We welcome to The Nation's editorial board Tom Hayden and Lani Guinier. From his days as a seminal figure of the 1960s–an author of the Port Huron Statement, president of SDS, one of the Chicago 7 convicted (later acquitted) for inciting a riot at the 1968 Democratic Convention–Hayden has been an effective progressive voice. From 1982 to 2000 he served in the California legislature as a conscience on the left and a productive legislator. Term-limited out of the State Senate, he ran for LA City Council in the recent election, losing by 369 votes. A contributor to this magazine and author of ten books, Hayden edited the forthcoming The Zapatista Reader for Nation Books. Lani Guinier had an unwanted fifteen minutes of fame in 1993 when Bill Clinton withdrew her nomination as Assistant Attorney General for Civil Rights after she was vilified for her scholarly writings on voting. In 1998 she became the first black woman to be named a tenured professor at Harvard Law School. She is the author, most recently, of Lifting Every Voice: Turning a Civil Rights Setback Into a New Vision of Social Justice (Simon & Schuster).


: Richard Pollak writes: There was much justified rejoicing in the environmental community in early August after the Bush EPA sided with its Clinton predecessors and ordered General Electric to dredge thousands of pounds of lethal PCBs from the Hudson River north of Albany, New York.
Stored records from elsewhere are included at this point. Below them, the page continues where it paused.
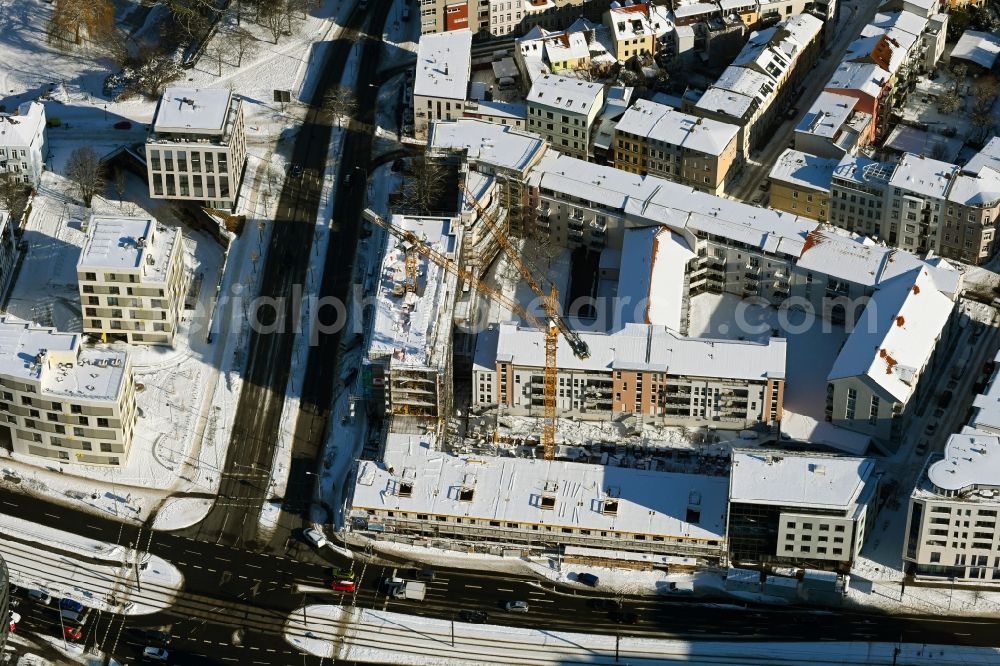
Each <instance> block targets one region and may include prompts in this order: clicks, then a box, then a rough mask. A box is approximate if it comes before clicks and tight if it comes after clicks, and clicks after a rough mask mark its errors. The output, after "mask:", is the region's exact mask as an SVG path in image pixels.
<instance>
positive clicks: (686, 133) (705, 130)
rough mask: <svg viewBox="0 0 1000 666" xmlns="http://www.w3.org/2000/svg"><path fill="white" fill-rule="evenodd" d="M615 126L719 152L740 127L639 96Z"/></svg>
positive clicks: (658, 137)
mask: <svg viewBox="0 0 1000 666" xmlns="http://www.w3.org/2000/svg"><path fill="white" fill-rule="evenodd" d="M617 130H618V131H620V132H628V133H629V134H633V135H636V136H643V137H646V138H648V139H652V140H654V141H659V142H661V143H666V144H670V145H673V146H681V147H684V148H687V149H689V150H693V151H696V152H699V153H705V154H708V155H716V156H718V155H721V154H722V153H723V152H724V151H725V150H726V148H727V147H728V146H729V145H730V144H732V142H733V141H734V140H735V139H736V134H737V133H738V132H739V127H737V126H736V125H733V124H730V123H723V122H720V121H718V120H712V119H711V118H701V117H699V116H692V115H690V114H687V113H682V112H680V111H677V110H676V109H673V108H671V107H669V106H666V105H664V104H658V103H656V102H652V101H649V100H644V99H640V100H637V101H636V102H635V104H633V105H632V106H631V107H629V109H628V110H627V111H625V113H624V114H623V115H622V117H621V119H620V120H619V121H618V126H617Z"/></svg>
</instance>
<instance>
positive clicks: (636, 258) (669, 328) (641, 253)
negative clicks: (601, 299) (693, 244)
mask: <svg viewBox="0 0 1000 666" xmlns="http://www.w3.org/2000/svg"><path fill="white" fill-rule="evenodd" d="M603 254H604V253H603V252H602V256H603ZM694 256H695V253H694V251H693V250H692V249H691V247H690V246H689V245H688V243H687V241H686V240H684V237H683V236H681V235H680V234H678V233H676V232H674V231H671V230H670V229H668V228H667V227H662V226H655V227H642V228H634V229H626V230H625V237H624V241H623V242H622V251H621V255H620V258H621V267H620V268H619V271H618V302H619V303H620V304H621V307H622V308H624V313H625V314H626V321H628V322H629V323H633V322H634V323H640V324H656V325H658V326H666V327H667V328H669V329H671V330H674V331H680V330H681V314H682V310H683V303H684V268H685V266H686V265H687V262H688V260H690V259H691V258H692V257H694Z"/></svg>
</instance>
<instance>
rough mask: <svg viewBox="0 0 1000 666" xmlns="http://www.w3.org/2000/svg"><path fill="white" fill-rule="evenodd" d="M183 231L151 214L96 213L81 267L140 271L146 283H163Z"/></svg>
mask: <svg viewBox="0 0 1000 666" xmlns="http://www.w3.org/2000/svg"><path fill="white" fill-rule="evenodd" d="M180 234H181V231H180V229H178V228H173V229H168V228H167V227H164V226H161V225H158V224H157V223H156V221H155V220H154V219H153V218H151V217H131V218H130V217H115V216H111V215H94V216H93V217H91V219H90V224H89V228H88V230H87V240H86V242H85V243H84V245H83V249H82V250H81V251H80V259H79V261H78V263H77V268H78V269H81V270H86V269H91V270H100V271H105V270H108V271H115V270H124V271H131V270H136V269H138V270H139V273H140V275H141V276H142V282H143V283H149V282H163V281H164V280H165V279H166V277H167V269H168V268H169V267H170V261H169V260H170V256H171V255H172V254H173V252H174V245H175V244H176V243H178V242H180V240H179V239H180V238H181V235H180Z"/></svg>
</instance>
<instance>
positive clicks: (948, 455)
mask: <svg viewBox="0 0 1000 666" xmlns="http://www.w3.org/2000/svg"><path fill="white" fill-rule="evenodd" d="M998 479H1000V437H997V435H996V434H995V433H986V432H981V431H979V430H976V429H973V428H966V429H964V430H963V431H962V432H960V433H957V434H954V435H952V436H951V437H950V438H949V439H948V442H947V444H946V445H945V448H944V453H943V454H932V455H931V456H929V457H928V459H927V463H926V464H925V466H924V469H923V472H922V473H921V476H920V479H919V480H918V481H917V484H916V486H915V487H914V489H913V492H912V494H911V495H910V510H909V515H908V517H907V523H906V532H905V534H906V540H905V544H904V547H903V562H904V565H905V566H907V567H908V568H909V569H910V570H911V571H912V573H914V574H916V575H917V576H918V577H923V576H926V577H931V578H938V579H947V580H962V581H970V580H972V581H984V580H985V581H998V580H1000V531H998V530H997V515H998V511H1000V482H998Z"/></svg>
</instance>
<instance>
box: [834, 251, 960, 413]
mask: <svg viewBox="0 0 1000 666" xmlns="http://www.w3.org/2000/svg"><path fill="white" fill-rule="evenodd" d="M953 307H954V303H952V301H951V299H949V298H948V297H947V296H945V295H944V294H942V293H941V292H940V291H938V290H937V289H936V288H935V287H934V282H933V280H932V279H931V276H930V274H929V272H928V271H927V270H926V269H921V270H920V271H918V272H917V273H916V277H915V278H914V277H913V274H909V275H905V276H900V277H898V278H896V279H895V280H891V281H889V282H887V283H885V284H883V285H882V287H881V288H880V289H879V290H878V291H876V292H875V294H874V295H873V296H872V297H871V299H870V300H869V301H868V304H867V305H866V306H865V310H864V312H863V313H862V315H861V317H860V318H859V320H858V323H857V325H856V326H855V327H854V330H853V331H852V332H851V334H850V335H849V336H848V338H847V341H846V342H844V346H843V347H842V348H841V350H840V354H838V355H837V360H836V361H835V362H834V364H833V368H832V369H831V370H830V374H829V375H828V376H827V380H828V381H834V380H837V379H844V378H848V377H865V376H867V377H868V379H869V380H870V381H871V382H872V383H873V384H874V385H873V386H872V388H875V387H876V386H877V387H879V388H881V389H882V390H883V391H885V393H886V394H887V395H888V396H889V397H891V398H892V399H893V400H895V401H896V402H900V403H905V402H906V401H907V400H909V398H910V395H911V394H912V393H913V390H914V389H915V388H916V385H917V379H918V375H919V373H920V372H922V371H923V369H924V366H925V365H926V363H927V361H928V359H930V356H931V353H932V352H933V351H934V347H935V345H936V344H937V340H938V338H939V337H940V335H941V331H942V330H943V329H944V326H945V324H947V322H948V319H949V317H950V316H951V311H952V308H953Z"/></svg>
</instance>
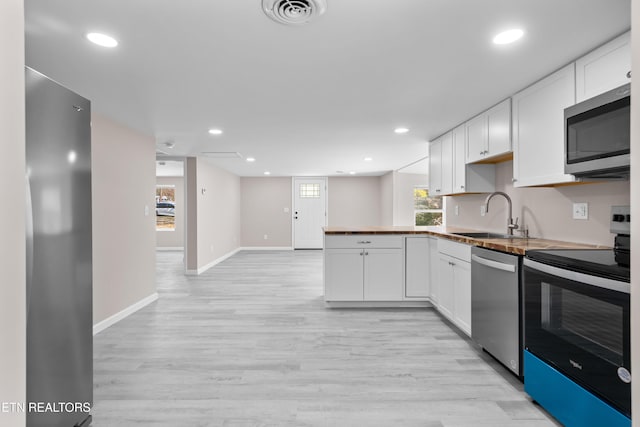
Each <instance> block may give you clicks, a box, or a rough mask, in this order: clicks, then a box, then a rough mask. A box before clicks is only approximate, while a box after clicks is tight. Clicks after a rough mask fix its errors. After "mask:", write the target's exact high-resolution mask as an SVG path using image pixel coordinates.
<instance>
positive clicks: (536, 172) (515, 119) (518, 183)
mask: <svg viewBox="0 0 640 427" xmlns="http://www.w3.org/2000/svg"><path fill="white" fill-rule="evenodd" d="M574 83H575V75H574V65H573V64H571V65H568V66H566V67H565V68H563V69H561V70H559V71H557V72H555V73H553V74H552V75H550V76H549V77H547V78H545V79H544V80H541V81H539V82H538V83H536V84H534V85H533V86H529V87H528V88H526V89H525V90H523V91H522V92H519V93H517V94H516V95H514V96H513V180H514V186H516V187H526V186H532V185H546V184H559V183H566V182H572V181H575V177H574V176H573V175H568V174H565V173H564V109H565V108H567V107H568V106H570V105H573V104H574V103H575V102H574V101H575V84H574Z"/></svg>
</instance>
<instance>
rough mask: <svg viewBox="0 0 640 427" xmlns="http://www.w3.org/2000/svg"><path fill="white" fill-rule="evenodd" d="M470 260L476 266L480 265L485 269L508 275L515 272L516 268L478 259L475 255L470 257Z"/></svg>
mask: <svg viewBox="0 0 640 427" xmlns="http://www.w3.org/2000/svg"><path fill="white" fill-rule="evenodd" d="M471 260H472V261H473V262H477V263H478V264H482V265H484V266H486V267H489V268H495V269H496V270H502V271H507V272H509V273H515V272H516V266H515V265H513V264H505V263H503V262H498V261H493V260H491V259H486V258H482V257H479V256H478V255H475V254H473V255H471Z"/></svg>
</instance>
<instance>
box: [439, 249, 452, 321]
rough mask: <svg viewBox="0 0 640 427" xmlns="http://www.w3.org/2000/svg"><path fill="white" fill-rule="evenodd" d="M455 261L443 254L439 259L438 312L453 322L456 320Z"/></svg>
mask: <svg viewBox="0 0 640 427" xmlns="http://www.w3.org/2000/svg"><path fill="white" fill-rule="evenodd" d="M453 260H454V258H451V257H449V256H447V255H443V254H440V255H439V258H438V276H439V277H438V311H440V313H442V314H443V315H444V316H445V317H446V318H448V319H449V320H452V321H453V319H454V318H453V310H454V299H453V292H454V282H453Z"/></svg>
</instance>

The decision is undeniably a setback for GE, which had spent millions fighting the proposal with dubious scientific reports and a monthslong propaganda blitz in the media (see Richard Pollak, "Is GE Mightier Than the Hudson?" May 28). But dredging is at best many months, if not years, away, and any notion that it is a done deal is premature. Several other federal agencies and New York State are still assessing the draft order, which would set in motion the largest such environmental cleanup in the nation's history, at a cost to GE of some half-billion dollars. Already there's talk of scaling back the project if dredging technologies prove too disruptive to towns along the river. These are, for the most part, hard-core Republican communities with a deep distrust of the government; many residents welcomed GE's antidredging public relations campaign and now promise to put up a strong local fight against the EPA solution. This despite the fact that many of their neighbors, and wildlife, continue to suffer from a variety of disorders caused by the polychlorinated biphenyls that GE dumped into the river over three decades.